In summary, in the process of business expansion and market penetration during enterprise globalization, the management challenges of overseas team organization are becoming increasingly complex and variable. The best solution for companies is to prevent problems in advance, such as establishing specialized functions/departments/interfaces to be responsible for the system construction of overseas teams and HR communication. Companies must maintain keen insights into local laws and regulations and social cultural changes.
For example, many Chinese companies operating in the United States have established a "whistleblower system against discrimination." On the other hand, it is also essential to allocate and enhance the company's own cross-cultural management system: when training outbound employees and local employees, cross-cultural management and communication should be important training contents, rather than just focusing on the implementation and output of the parent company's culture.
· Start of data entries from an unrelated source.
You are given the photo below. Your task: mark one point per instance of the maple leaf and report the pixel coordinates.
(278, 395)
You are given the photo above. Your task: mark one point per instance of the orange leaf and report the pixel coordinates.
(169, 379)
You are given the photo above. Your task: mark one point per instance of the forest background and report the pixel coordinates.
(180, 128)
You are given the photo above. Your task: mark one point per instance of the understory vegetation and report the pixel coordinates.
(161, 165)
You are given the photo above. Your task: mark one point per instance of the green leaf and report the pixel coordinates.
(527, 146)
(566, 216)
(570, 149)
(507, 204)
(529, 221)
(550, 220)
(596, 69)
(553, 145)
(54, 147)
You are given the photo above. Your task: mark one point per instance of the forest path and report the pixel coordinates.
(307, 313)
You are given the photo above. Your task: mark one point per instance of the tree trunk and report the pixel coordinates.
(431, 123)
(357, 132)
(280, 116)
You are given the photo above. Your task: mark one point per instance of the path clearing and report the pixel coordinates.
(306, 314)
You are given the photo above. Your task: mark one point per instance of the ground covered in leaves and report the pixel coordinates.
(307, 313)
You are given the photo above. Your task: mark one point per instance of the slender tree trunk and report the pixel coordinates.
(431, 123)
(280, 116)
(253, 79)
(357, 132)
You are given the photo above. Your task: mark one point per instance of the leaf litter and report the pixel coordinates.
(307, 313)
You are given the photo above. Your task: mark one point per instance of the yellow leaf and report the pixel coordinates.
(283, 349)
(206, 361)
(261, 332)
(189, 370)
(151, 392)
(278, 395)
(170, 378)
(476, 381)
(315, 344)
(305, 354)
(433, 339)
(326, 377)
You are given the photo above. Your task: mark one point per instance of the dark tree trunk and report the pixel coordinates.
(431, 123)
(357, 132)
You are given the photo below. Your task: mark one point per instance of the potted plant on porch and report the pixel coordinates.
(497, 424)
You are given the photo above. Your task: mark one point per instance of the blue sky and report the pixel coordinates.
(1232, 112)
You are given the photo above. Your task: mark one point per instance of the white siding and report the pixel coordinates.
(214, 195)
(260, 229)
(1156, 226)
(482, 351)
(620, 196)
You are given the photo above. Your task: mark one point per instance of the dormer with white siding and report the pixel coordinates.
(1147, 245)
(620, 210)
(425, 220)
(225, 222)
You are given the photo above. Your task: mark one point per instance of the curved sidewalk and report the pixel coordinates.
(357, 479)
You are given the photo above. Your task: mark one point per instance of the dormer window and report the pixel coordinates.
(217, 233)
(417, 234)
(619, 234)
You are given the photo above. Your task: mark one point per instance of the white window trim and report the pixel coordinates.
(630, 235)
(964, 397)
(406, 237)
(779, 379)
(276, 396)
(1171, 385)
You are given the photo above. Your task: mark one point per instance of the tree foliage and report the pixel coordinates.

A successful globalized company must be one that can achieve business internationalization and also localize its team. Today, Chinese companies going global are also advancing on this path, constantly reflecting and practicing, and promoting new perspectives, new thinking, and new methods for international organization management. Looking to the future, how to deepen the local employment market overseas and shape a more friendly employer brand for Chinese companies will be the key factors for the next "successful outing."